You've just paid €141 for a ticket to Madonna's gig in the Aviva stadium later this month. As that's more than you typically fork out for a gig, you also bought Mondial Assistance's missed event insurance to cover the cost of your ticket should you not be able to make it to the gig.

However, this insurance -- which is sold on Ticketmaster's web site -- only pays out in certain circumstances.

If you miss the gig because your train or public transport was delayed by a strike, you won't be covered if the strike was announced before you left home "or where you could have reasonably made other travel arrangements".

If you miss the gig because the aircraft on which you're booked to travel is withdrawn from service, you won't be covered.

And if you miss the gig because you're stuck in a traffic jam, you'll be covered -- but only if you're stuck in that jam for "more than three hours" and "there is no alternative route available".

Among the few reasons that Mondial will cover you are the death, serious illness or serious injury of you or a relative; a call to jury service; and if you are needed by the gardai following a burglary at your home.

When asked about concerns that it is hard to make a successful claim under its missed event insurance, a spokeswoman for Mondial said that the full terms and conditions of its insurance are available to customers to read before buying it.

"The terms and conditions state what is covered under the policy and what is not," said the spokeswoman. "If any customer feels that they have inadvertently bought the insurance when buying tickets online, they can contact Mondial Assistance who will issue them with a refund."

The spokeswoman added that customers have a 14-day cooling off period -- where they can change their mind about buying the cover and receive a full refund -- as long as the event for which the insurance has been bought is not over.


Not only could the locks on your front or back door let you down by failing to keep a burglar out, they could also be the reason your home insurer refuses to cough up.

Most home insurers only cover you if you have three-lever mortise deadlocks on all external wooden doors. Some even require five-lever mortise deadlocks.

If you have your home insurance with Aviva for example, your policy might not cover any loss or damage caused to your home during a break-in unless "all outside timber and French doors are protected by at least one three-lever mortise deadlock" and "all outside PVC doors have three or more mortise locking points".

When asked if Aviva would refuse to cover a customer if they only had a three-lever mortise deadlock on their front timber door -- but not on the back door, a spokesman for the company said: "As a general 'rule of thumb', no. The intent is always to pay legitimate claims.

"Clearly, however, the customer always has a duty of care to secure their property in a reasonable manner to prevent losses such as a theft or break-in. Home insurers are not in the business of turning down legitimate claims.

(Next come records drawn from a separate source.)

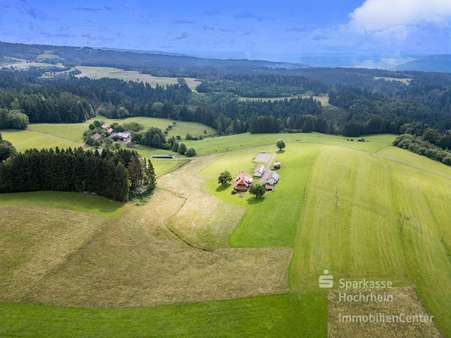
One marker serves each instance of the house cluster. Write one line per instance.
(267, 177)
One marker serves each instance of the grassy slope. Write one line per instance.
(243, 141)
(63, 200)
(130, 75)
(274, 220)
(371, 211)
(45, 135)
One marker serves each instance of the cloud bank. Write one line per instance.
(399, 15)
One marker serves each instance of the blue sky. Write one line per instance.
(276, 30)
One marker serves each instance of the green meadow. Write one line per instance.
(358, 209)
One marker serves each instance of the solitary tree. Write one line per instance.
(225, 178)
(281, 145)
(258, 190)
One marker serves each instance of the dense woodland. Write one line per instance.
(114, 175)
(362, 101)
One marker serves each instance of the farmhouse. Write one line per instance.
(242, 182)
(164, 156)
(96, 136)
(259, 170)
(263, 158)
(124, 137)
(270, 179)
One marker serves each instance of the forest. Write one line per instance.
(112, 174)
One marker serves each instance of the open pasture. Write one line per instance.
(359, 209)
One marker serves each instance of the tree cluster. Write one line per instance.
(13, 119)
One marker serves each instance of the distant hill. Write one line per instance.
(430, 63)
(151, 62)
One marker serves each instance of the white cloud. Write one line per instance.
(397, 16)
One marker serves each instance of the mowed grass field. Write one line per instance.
(360, 210)
(65, 135)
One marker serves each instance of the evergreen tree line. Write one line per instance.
(110, 174)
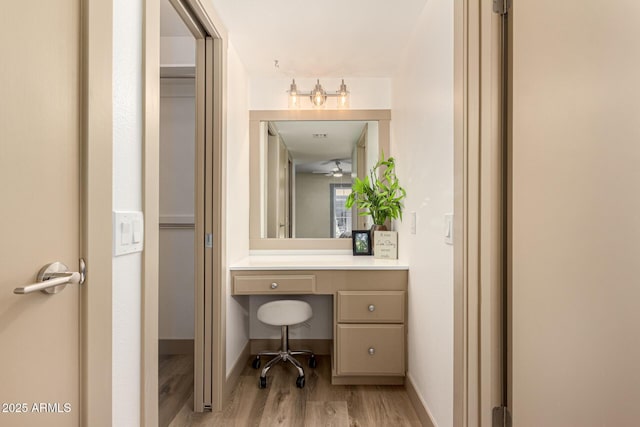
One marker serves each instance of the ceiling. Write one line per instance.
(312, 154)
(320, 38)
(170, 23)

"But customers need to make themselves aware of their responsibilities in relation to the terms and conditions of their policy and, in particular, their duty to disclose all relevant material facts before they purchase or renew their home policy each year."

Be careful about opting for an alarm discount to reduce the cost of your home insurance. You need to meet certain conditions to get your alarm discount -- and if you don't, your insurer could refuse to cover you.

For example, you may have to get your alarm serviced every year by an approved alarm installer -- or have your alarm monitored by an alarm company.

"When you first got your home insurance, you might have signed up to an alarm monitoring service, and got an insurance discount based on that," says Jonathan Hehir, director of the insurance brokers, CFM Group.

"However, you might have cancelled that monitoring service since. If this is the case, you need to tell your insurer that you no longer have the monitoring service. Otherwise, it could refuse to cover you."


Parking and reversing could be the least of your worries if you regularly drive with a horse box.

If your car is pulling a trailer, you are usually still covered under your car insurance policy if you're in a car accident. However, your insurer may not cover you if the horse box or trailer you were pulling is outside its definition of a trailer.

"Most insurers will only cover you if you're in a car accident if your trailer or horse box is single-axle," says Geraghty. "If, however, your horse box is double-axle, as a lot of horse boxes are, you may not be covered."